On those days I sink into a state of boredom the same way a child sinks his teeth into a springy birthday cake. I relish in a state without analysis but let myself be a part of the things that surrounds me as they are. Messy or clean, dusty or sparkly, gloom or shine they all have a place in this world just like the earthworm and the rock and the black hole and the dirty socks.

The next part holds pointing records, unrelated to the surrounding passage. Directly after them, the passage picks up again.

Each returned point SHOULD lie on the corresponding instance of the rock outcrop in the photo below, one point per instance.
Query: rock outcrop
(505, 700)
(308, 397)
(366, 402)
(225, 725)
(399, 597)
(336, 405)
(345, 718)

And like me and my boredom.
So I let my mind wonder or stay still, like the clouds that travels in between sunshine and the rain, or the endless streams of cars that ran on the road just beyond my window. Sometimes I reach out and open my arms as if I can take them all in, filling an endless void inside that had grown deep and wide when I wasn't looking. Other times I lay in the fetal position, arms and legs clawed into my body so I could disappear into the gray void that is around me, pretending to be one of the thousands of dust particles that float in the sunlit air by my window like weightless astronauts. I leave behind the choices of to whom I talk, to where I travel or in what I engage my thoughts and my labor to a vortex of their own spinning. There is no hope of resolution or divinity or those other convenient promises that is often laid upon one who is in such a state or others. Boredom works itself out or not, it has a right to be just like my dirty blinds and clouds and the desert earth that cracked for lack of rain. I lay there not waiting for another sunrise or another spray of light that sprinkles into my eyes so I can feel its warmth over my eyelids, like the hands of a good masseuse. But after enough time boredom too shall pass so I rise without the assurance of love, money, fame or success or even the faint hope of a sock free living room, but I rise nonetheless against the forces of gravitational pulls from all of universe. I rise and shower and dress and comb my hair and shout to the world:
"Get up! It's time for school!"
"Is there no balm in Gilead? Is there no physician there?
Why then is there no healing for the wound of my people?"